3.2. En l’espèce, la Cour relève que l’avis de taxation cantonal 2018 produit en première instance ne constitue pas un titre de mainlevée. En revanche, les bordereaux d’impôts communaux 2016 et 2018, basés sur les avis de taxation de ces deux années, constituent quant à eux bien des titres de mainlevée définitive, pour autant toutefois que leur caractère définitif et exécutoire soit attesté. Or, en l’occurrence, ces deux bordereaux d’impôts ne sont pas attestés définitifs et exécutoires, et la requérante, qui est également compétente pour connaître d’une réclamation contre ces décisions, ne l’a pas affirmé non plus dans sa requête de mainlevée. En l’absence d’attestation du caractère exécutoire des décisions, celles-ci ne valent pas titre de mainlevée définitive et la requête de mainlevée devait être rejetée.
S’agissant des frais de retard réclamés dans le commandement de payer, ils ne ressortent pas d’une décision définitive et exécutoire, ceux-ci ne figurant du reste même pas dans les bordereaux d’impôts produits, et la mainlevée ne pouvait dès lors pas non plus être prononcée pour ces montants (cf. arrêt TF 5A_825/2021 du 31 mars 2022 consid. 4.2.2 et 4.2.4).
Il s’ensuit le rejet du recours et la confirmation de la décision attaquée.
3.
Les frais de la procédure de recours sont mis à la charge de la commune de A.________, qui succombe (art. 106 al. 1 CPC). Ils comprennent les frais judiciaires, fixés forfaitairement à CHF 100.- (art. 48 et 61 al. 1 OELP). Ils seront prélevés sur l’avance de frais versée le 15 février 2024.
Il n’est pas alloué de dépens à l’intimé qui n’a pas été invité à se déterminer sur le recours.
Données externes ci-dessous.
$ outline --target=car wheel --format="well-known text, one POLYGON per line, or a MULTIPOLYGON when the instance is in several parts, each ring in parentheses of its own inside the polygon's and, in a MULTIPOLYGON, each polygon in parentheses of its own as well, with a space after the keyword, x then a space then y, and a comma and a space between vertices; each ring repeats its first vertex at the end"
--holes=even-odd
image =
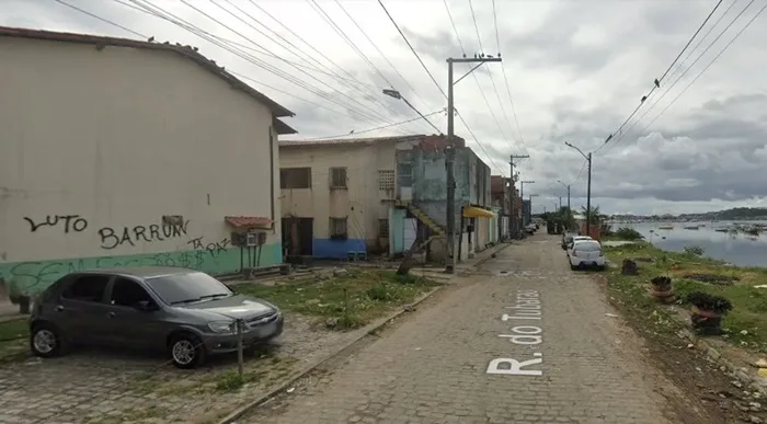
POLYGON ((30 334, 30 348, 35 356, 51 358, 61 355, 64 341, 59 331, 48 323, 35 324, 30 334))
POLYGON ((205 362, 205 346, 193 334, 178 334, 168 346, 173 365, 181 369, 192 369, 205 362))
(dispositif en page suivante)
la Cour arrête :
I. Le recours est rejeté.
Partant, la décision de la Présidente du Tribunal civil d’arrondissement de la Broye du 18 janvier 2024 est confirmée.
II. Les frais de la procédure de recours, fixés à CHF 100.-, sont mis à la charge de la commune de A.________ et prélevés sur l’avance versée.
III. Il n’est pas alloué de dépens.
IV. Notification.
Cet arrêt peut faire l'objet d'un recours constitutionnel au Tribunal fédéral dans les trente jours qui suivent sa notification. La qualité et les autres conditions pour interjeter recours sont déterminées par les art. 113 à 119 et 90 ss de la loi sur le Tribunal fédéral du 17 juin 2005 (LTF). L'acte de recours motivé doit être adressé au Tribunal fédéral, 1000 Lausanne 14.